If your love of travel is matched by an appreciation of art, check out the Arte Luise Arthotel in Berlin Mitte, the historic central part of the former East Berlin.
The hotel is housed in a carefully restored, neoclassical building dating from 1825, overlooking the Reichstag Building and the Spree River, just a few minutes’ walk from Unter den Linden and the Brandenburg Gate.
Guests can choose one of 50 rooms – from plush suites to garrets with shared baths – each designed by one of 50 artists.
The hotel describes itself as “a gallery where you can spend the night”. In fact, once you’re in your room, it’s more like having climbed into a painting.
With sculptures and installations in the lobby and philosophical passages on the stairwell, it’s perfect for getting you into the right frame of mind for one of the city’s many museums.

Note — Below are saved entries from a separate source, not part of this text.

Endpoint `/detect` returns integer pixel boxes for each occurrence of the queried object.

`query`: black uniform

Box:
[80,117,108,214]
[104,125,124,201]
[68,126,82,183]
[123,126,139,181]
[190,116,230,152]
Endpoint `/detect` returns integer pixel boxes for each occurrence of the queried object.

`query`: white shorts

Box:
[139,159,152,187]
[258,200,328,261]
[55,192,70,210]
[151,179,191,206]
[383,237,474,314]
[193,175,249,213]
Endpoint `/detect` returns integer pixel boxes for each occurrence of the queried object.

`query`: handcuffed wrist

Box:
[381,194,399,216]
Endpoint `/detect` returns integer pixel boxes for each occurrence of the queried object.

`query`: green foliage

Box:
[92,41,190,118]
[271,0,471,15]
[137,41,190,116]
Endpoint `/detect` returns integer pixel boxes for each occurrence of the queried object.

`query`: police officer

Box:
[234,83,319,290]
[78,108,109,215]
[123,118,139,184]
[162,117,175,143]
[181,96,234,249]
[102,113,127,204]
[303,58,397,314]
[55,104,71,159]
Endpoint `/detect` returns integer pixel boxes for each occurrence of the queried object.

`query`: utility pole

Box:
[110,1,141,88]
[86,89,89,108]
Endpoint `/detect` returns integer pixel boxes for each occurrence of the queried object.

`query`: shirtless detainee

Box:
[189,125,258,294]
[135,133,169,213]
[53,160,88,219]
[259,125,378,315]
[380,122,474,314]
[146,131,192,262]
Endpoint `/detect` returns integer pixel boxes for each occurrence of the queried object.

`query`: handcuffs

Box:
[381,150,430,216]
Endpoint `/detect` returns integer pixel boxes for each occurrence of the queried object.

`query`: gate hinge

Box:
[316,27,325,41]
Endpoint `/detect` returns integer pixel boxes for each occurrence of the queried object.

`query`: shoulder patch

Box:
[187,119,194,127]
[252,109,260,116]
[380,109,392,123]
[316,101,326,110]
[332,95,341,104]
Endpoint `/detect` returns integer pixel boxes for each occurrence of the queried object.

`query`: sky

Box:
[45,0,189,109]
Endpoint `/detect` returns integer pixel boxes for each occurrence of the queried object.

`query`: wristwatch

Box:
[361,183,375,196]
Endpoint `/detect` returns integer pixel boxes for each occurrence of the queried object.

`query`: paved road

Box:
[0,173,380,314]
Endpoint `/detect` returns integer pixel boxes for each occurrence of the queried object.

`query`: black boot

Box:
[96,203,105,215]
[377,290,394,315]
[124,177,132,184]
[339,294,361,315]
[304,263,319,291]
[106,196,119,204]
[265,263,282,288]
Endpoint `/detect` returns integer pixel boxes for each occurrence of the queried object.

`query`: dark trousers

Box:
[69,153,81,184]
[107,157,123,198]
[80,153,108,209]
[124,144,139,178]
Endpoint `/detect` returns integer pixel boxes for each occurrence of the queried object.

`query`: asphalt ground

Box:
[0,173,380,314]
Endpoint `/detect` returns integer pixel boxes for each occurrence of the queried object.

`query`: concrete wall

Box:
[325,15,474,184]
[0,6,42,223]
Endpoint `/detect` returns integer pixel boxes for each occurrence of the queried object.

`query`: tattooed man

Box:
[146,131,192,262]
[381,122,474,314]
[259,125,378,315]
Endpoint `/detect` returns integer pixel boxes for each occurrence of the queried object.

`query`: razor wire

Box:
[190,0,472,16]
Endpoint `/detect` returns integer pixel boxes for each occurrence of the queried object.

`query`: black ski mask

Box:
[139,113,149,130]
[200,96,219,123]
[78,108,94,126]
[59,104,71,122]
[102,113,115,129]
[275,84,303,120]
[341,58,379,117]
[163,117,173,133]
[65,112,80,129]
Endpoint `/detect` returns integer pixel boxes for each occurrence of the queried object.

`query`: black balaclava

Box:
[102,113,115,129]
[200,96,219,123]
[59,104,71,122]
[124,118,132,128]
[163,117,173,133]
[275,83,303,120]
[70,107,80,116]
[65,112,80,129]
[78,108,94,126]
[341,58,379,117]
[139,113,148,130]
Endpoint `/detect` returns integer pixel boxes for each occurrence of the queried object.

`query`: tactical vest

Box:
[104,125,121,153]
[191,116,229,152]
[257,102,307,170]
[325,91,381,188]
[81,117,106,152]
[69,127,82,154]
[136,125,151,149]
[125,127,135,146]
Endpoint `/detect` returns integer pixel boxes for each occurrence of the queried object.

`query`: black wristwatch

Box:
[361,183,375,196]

Most creative of all, however, is the way the building, formerly a dilapidated pile bound by the “death strip” of the Berlin Wall, has been reclaimed.
In 1994 it was leased out on a peppercorn rent as an artists’ studio and living quarters, with a hotel for artists upstairs.
Thanks to a creative investor, it subsequently morphed into a fully commercial hotel, helped by the development of the district into a government and media hub.
But the “art instead of grandeur, poetry instead of room service” concept remains. Rooms are re-commissioned every two to five years by invitation, with the artist receiving a royalty of five per cent of the revenues from “their” room. Doubles cost from €89 a night.